На лицах собравшихся отразилось недоумение. Тут подошел Дик, и ему сообщили новость, которая привела в такое смятение музыкантов.
— Она мне сама говорила, — сказал он, вспыхнув при упоминании о мисс Дэй, — что ради дружбы к нам ни за что не согласится играть, а как это получилось, что она передумала, — понятия не имею.
— Вот что, соседи, — начал возчик, по своему обыкновению, оживляя угасающую беседу свежими мыслями, — я вам хочу такую штуку предложить. Мое дело предложить, а уж соглашаться вам или нет — смотрите сами. Мы все здесь давно друг друга знаем, верно ведь?
Все закивали. Это положение не отличалось новизной, но было весьма уместно в качестве вступления.
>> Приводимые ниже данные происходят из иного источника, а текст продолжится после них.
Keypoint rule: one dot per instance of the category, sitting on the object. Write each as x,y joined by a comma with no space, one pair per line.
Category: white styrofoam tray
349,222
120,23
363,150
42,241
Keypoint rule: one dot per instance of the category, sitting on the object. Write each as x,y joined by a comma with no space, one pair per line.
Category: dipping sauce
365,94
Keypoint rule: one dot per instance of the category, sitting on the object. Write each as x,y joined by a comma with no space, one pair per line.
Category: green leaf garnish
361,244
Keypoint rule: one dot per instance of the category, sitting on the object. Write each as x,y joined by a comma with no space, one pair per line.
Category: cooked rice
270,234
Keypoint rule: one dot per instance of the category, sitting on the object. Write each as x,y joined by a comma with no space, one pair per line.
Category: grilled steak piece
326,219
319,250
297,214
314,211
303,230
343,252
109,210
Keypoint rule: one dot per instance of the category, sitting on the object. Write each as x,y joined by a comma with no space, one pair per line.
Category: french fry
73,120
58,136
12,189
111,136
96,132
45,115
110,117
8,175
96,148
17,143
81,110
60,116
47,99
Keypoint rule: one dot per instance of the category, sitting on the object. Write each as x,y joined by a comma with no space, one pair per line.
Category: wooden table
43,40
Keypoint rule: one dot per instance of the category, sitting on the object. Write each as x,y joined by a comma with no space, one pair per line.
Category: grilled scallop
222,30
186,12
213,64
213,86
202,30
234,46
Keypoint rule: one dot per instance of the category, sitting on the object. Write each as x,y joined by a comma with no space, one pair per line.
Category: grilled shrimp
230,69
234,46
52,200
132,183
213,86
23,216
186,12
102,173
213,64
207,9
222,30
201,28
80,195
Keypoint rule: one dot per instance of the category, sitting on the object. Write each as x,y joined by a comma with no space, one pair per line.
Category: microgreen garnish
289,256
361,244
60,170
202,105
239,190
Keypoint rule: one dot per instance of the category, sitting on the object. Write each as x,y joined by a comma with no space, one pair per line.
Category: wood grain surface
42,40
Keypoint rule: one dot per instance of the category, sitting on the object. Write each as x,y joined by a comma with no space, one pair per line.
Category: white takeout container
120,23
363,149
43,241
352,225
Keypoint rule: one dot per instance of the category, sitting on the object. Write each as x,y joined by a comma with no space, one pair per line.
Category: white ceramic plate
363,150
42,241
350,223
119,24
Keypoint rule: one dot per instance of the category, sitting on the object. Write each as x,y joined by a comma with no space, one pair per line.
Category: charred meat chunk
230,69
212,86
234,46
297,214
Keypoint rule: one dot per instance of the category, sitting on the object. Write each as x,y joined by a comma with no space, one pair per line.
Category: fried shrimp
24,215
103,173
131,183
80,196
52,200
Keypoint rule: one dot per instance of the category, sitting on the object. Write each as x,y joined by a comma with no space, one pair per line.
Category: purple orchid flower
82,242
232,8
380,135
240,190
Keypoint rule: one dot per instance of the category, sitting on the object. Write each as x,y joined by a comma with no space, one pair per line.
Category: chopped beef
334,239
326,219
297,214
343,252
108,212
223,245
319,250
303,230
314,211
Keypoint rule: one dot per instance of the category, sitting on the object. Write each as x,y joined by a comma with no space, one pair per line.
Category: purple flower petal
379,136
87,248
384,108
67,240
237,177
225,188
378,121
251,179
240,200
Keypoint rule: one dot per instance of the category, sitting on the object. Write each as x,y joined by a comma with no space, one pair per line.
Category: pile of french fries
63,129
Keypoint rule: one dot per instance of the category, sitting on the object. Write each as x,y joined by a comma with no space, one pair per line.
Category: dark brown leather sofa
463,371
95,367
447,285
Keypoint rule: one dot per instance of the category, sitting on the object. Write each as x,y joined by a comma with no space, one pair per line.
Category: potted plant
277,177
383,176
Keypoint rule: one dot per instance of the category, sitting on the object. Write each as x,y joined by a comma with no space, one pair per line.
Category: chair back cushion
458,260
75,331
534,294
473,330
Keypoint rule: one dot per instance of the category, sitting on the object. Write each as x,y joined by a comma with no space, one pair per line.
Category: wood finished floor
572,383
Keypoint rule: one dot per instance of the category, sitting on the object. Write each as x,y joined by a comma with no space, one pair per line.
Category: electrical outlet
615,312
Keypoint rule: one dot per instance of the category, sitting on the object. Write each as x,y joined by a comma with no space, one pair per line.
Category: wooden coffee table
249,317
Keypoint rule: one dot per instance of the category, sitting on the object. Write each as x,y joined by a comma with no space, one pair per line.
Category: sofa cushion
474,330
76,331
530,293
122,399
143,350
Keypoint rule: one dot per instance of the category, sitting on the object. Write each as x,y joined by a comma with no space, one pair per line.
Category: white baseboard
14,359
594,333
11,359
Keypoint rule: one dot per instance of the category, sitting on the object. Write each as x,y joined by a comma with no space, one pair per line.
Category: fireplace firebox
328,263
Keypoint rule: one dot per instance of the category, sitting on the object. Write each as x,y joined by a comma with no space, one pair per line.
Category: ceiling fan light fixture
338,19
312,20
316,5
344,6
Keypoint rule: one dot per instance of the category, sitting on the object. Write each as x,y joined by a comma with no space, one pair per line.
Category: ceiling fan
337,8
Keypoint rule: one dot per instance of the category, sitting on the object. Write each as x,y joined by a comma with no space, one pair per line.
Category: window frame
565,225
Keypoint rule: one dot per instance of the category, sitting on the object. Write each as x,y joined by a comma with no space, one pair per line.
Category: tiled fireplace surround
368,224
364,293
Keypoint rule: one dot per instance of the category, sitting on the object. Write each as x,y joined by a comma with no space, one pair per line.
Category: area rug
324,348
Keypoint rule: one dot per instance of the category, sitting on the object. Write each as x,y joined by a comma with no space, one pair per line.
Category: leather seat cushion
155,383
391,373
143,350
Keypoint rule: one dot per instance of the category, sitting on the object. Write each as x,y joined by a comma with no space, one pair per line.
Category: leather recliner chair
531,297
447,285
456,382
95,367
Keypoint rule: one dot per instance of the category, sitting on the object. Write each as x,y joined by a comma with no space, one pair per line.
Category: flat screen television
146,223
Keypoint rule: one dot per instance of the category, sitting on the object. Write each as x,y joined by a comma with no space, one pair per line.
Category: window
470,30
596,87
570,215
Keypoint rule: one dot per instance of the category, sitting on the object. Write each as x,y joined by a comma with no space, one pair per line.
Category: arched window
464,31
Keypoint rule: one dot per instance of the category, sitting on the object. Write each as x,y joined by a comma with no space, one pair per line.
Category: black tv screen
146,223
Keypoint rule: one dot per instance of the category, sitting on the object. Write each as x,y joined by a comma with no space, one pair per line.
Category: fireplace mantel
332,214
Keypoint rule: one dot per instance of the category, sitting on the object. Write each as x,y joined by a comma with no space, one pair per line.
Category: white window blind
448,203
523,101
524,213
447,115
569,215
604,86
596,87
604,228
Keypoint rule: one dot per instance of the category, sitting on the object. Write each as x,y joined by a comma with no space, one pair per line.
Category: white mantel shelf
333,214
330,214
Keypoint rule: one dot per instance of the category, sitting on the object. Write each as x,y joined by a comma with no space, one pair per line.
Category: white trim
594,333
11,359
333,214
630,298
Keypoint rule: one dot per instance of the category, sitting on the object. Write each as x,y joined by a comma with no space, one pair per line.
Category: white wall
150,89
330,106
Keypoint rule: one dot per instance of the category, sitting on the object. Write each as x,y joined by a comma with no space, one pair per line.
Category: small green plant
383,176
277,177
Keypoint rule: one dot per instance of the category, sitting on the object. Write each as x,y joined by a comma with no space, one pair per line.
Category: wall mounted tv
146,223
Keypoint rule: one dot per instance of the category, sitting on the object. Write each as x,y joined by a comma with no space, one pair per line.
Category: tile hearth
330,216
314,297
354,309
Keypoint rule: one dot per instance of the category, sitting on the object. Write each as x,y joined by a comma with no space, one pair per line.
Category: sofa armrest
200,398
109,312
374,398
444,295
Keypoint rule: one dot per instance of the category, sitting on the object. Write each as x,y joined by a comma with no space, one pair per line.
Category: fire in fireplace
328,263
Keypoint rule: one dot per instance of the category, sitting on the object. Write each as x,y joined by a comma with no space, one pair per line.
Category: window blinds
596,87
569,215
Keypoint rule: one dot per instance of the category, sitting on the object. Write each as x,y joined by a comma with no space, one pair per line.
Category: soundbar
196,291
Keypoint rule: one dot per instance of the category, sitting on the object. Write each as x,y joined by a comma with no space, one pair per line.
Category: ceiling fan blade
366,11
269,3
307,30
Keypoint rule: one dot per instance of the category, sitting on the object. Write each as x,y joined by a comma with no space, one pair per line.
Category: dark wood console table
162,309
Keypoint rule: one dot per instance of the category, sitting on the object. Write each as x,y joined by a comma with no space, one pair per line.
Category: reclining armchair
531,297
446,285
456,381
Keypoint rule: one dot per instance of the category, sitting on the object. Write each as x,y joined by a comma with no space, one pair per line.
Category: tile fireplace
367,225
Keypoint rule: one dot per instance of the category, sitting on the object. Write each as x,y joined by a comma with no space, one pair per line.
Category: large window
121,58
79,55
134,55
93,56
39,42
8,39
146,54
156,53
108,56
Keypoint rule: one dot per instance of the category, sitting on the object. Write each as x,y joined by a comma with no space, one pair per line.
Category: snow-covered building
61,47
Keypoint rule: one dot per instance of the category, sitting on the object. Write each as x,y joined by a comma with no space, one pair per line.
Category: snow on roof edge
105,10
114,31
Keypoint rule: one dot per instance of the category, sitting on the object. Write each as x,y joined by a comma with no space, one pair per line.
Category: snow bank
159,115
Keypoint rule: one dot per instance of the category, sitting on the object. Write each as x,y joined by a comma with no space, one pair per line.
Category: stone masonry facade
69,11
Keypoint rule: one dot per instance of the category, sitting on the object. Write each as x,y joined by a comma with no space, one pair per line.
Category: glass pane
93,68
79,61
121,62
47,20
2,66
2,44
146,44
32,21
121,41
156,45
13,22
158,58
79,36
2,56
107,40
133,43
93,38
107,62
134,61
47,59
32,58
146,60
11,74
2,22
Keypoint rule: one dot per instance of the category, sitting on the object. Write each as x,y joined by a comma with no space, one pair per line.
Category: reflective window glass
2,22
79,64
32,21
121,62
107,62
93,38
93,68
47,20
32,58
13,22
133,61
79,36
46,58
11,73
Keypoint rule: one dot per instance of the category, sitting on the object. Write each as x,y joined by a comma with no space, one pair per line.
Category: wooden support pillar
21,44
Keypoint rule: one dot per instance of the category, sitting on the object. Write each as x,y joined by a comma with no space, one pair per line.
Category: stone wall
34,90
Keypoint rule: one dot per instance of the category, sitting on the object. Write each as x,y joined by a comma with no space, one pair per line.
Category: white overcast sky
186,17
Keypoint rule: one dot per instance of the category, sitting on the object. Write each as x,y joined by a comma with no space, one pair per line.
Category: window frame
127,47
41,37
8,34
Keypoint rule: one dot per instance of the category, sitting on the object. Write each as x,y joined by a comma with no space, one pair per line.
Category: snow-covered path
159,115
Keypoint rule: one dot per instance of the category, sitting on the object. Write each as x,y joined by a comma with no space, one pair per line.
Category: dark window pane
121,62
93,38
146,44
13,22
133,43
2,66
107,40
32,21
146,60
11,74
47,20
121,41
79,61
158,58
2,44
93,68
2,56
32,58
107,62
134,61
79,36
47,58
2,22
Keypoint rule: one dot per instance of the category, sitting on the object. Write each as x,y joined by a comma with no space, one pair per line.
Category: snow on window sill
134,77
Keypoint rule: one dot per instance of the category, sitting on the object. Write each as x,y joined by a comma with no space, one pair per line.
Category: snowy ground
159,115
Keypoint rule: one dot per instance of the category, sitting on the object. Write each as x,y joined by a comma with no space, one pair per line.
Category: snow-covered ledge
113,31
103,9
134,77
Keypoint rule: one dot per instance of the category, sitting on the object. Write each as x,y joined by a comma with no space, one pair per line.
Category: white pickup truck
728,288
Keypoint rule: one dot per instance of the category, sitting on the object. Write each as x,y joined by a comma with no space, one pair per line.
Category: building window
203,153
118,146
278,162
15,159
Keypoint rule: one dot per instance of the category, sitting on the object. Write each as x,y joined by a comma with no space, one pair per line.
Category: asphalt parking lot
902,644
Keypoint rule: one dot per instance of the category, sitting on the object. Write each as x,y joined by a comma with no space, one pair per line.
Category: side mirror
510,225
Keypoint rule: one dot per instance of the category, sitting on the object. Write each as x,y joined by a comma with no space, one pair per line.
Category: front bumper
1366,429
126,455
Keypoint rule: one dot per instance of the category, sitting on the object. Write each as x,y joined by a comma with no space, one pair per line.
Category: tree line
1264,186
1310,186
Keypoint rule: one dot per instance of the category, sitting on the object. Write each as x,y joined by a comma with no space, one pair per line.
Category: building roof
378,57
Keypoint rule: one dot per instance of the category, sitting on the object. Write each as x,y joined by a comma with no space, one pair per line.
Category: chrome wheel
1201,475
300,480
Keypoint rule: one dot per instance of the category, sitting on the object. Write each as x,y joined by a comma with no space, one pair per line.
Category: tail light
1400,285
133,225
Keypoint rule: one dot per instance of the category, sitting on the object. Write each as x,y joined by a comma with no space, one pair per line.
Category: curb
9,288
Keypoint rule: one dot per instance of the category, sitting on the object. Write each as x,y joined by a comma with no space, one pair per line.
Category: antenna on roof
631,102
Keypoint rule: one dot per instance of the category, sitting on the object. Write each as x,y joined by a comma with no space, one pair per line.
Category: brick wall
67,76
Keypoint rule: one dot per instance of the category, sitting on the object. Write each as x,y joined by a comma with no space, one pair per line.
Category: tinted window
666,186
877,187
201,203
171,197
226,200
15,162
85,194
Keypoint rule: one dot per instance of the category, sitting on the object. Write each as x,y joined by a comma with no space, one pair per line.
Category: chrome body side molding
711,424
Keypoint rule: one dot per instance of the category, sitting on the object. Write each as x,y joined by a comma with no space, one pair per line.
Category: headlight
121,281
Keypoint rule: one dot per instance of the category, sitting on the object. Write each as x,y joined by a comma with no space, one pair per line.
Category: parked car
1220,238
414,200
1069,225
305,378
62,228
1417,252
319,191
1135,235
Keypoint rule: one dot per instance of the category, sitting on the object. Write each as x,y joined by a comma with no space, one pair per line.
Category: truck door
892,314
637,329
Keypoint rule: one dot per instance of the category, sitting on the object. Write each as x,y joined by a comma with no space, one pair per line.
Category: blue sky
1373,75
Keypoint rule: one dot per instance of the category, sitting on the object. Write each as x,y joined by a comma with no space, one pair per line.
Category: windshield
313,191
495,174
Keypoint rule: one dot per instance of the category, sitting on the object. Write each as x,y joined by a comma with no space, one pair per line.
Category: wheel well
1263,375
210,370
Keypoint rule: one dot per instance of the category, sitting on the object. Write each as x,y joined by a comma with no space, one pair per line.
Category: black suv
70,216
— Так вот, — продолжал возчик и для пущей убедительности хлопнул своей тяжелой, как гиря, рукой по плечу мистера Спинкса, который постарался при этом сохранить невозмутимый вид, — давайте завтра в шесть часов вечера, все, как один, заявимся к священнику Мейболду. Все останутся в прихожей, а один или двое пройдут в комнату и поговорят с ним, как мужчина с мужчиной. Скажем, так: «Мистер Мейболд, у себя в мастерской каждый хозяин волен распоряжаться по-своему, а в меллстокской церкви хозяин вы. Только не выгоняйте нас так сразу. Позвольте нам остаться до рождества, а там мы сами уступим место мисс Дэй, и даже слова поперек не скажем. И на вас никакого зла держать не будем, мистер Мейболд». Ну, что, разве не правильно?
— Очень даже правильно, Рейбин Дьюи.
— И если он предложит нам сесть — откажемся. Не к чему рассаживаться, когда люди только что помирились.
— Вовсе даже не к чему. Сделаем свое дело, повернемся и уйдем — так он нас больше уважать будет.
— Пожалуй, Лифу не стоит с нами идти, — сказал Майкл, поворачиваясь к Лифу и оглядывая его с ног до головы. — Уж больно он у нас глупый — еще все испортит.
— Да тебе ведь и не хочется идти, а, Томас? — спросил Уильям.
— Хи-хи, нет, не хочется. Разве самую малость.
— Как бы ты не сморозил там какую-нибудь глупость, — сказал Мейл.
— Я страсть какой бестолковый! Так уж случилось-получилось, хи-хи!
С этим все согласились, и вовсе не потому, что хотели унизить Лифа, воспользовавшись его чистосердечным признанием, а просто потому, что Лиф ни чуточки не огорчался своей бестолковостью, и этот его недостаток был всем известен.
— Зато у меня дискант, — продолжал Томас Лиф, придя в полный восторг оттого, что его так дружелюбно назвали дураком, — и я пою не хуже любой девицы, а то и лучше, да и замужней женщины тоже. А если б Джим не помер, у меня был бы умный брат! Завтра у бедненького Джима день рождения. Был бы он жив, ему бы сравнялось двадцать шесть.
— Тебе, видно, очень жаль Джима? — задумчиво спросил старый Уильям.
— Ужас как жаль! Какой бы он был помощник матери! Если бы бедненький Джим был здоровый, ей бы на старости лет не пришлось работать.
— А сколько, ему было, когда он помер?
— Четыре часа и двадцать минут. Родился он, можно сказать, ночью и не дожил, можно сказать, до утра. Вот ведь как. Мать назвала его Джимом в тот день, когда бы его крестили, если бы он не помер. Она о нем все время думает. Уж очень он рано помер.
— Да, рановато, — подтвердил Майкл.
— Я бы сказал, что у этой женщины чадолюбивое сердце, — сказал возчик, обводя взглядом присутствующих.
— Еще бы, — поддакнул Лиф. — Двенадцать человек родила, одного за другим, и все, кроме меня, померли маленькими — какие еще до рождения, какие сразу после.